Metabolic function of peroxisomes includes oxidation of wide spectrum of substances in the presence of
oxygen.
Hydrogen peroxide formed at the same time is either degraded by
catalase or further utilized in peroxidative reactions. From the view of cellular pathology, the most important becomes alpha and beta-oxidation of
carboxylic acids, particularly beta-oxidation of long-chain
carboxylic acids, which undergoes selectively in peroxisomes. Mutations of peroxisomal genes result in serious metabolic disorders. At present about twenty hereditary peroxisomal diseases has been described. One group of them includes generalized forms (impairment of peroxisome biogenesis); diseases of other group result from isolated defects of individual peroxisomal
enzymes. Combined incidence of peroxisomal hereditary disorders in the Western Europe is estimated to be 1:10,000. Beside the
X-linked adrenoleukodystrophy, all others have the autosomal-recessive type of heredity.
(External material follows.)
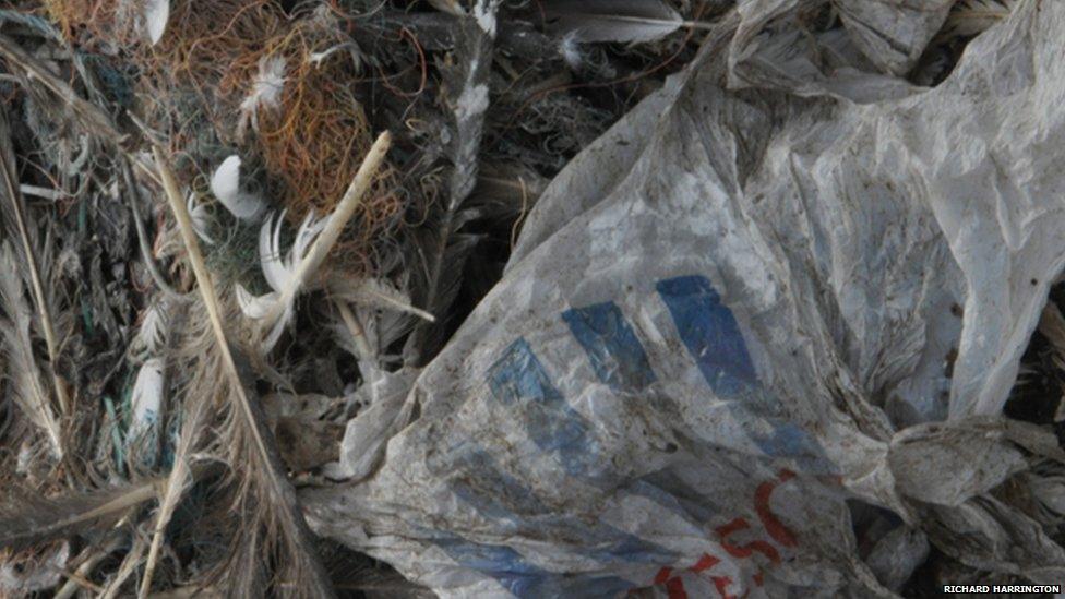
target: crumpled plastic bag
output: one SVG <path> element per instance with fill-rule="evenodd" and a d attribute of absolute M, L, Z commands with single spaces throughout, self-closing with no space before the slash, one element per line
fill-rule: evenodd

In phenotypic manifestation of generalized forms, as in the
Zellweger syndrome,
neonatal adrenoleukodystrophy,
infantile Refsum disease,
rhizomelic chondrodysplasia punctata, an impairment of the central nervous system, liver, and kidney dominate. Most of the patients die within one year, survival period longer than three years becomes exceptional. X-
adrenoleukodystrophy,
pseudoneonatal adrenoleukodystrophy, trifunctional
enzyme deficiency,
Refsum disease,
primary hyperoxaluria,
acatalasemia result from the deficiency of a single
enzyme. The most frequent peroxiosomal
hereditary disease, the X-
adrenoleukodystrophy, has several clinical phenotypes, which most frequently manifest already in infants. The disease has also a clinically less serious form, which manifest only in adults--the
adrenomyeloneuropathy. For the postnatal but also for the prenatal diagnostics, methods of biochemistry, molecular genetics, morphology, and immunocytochemistry are necessary.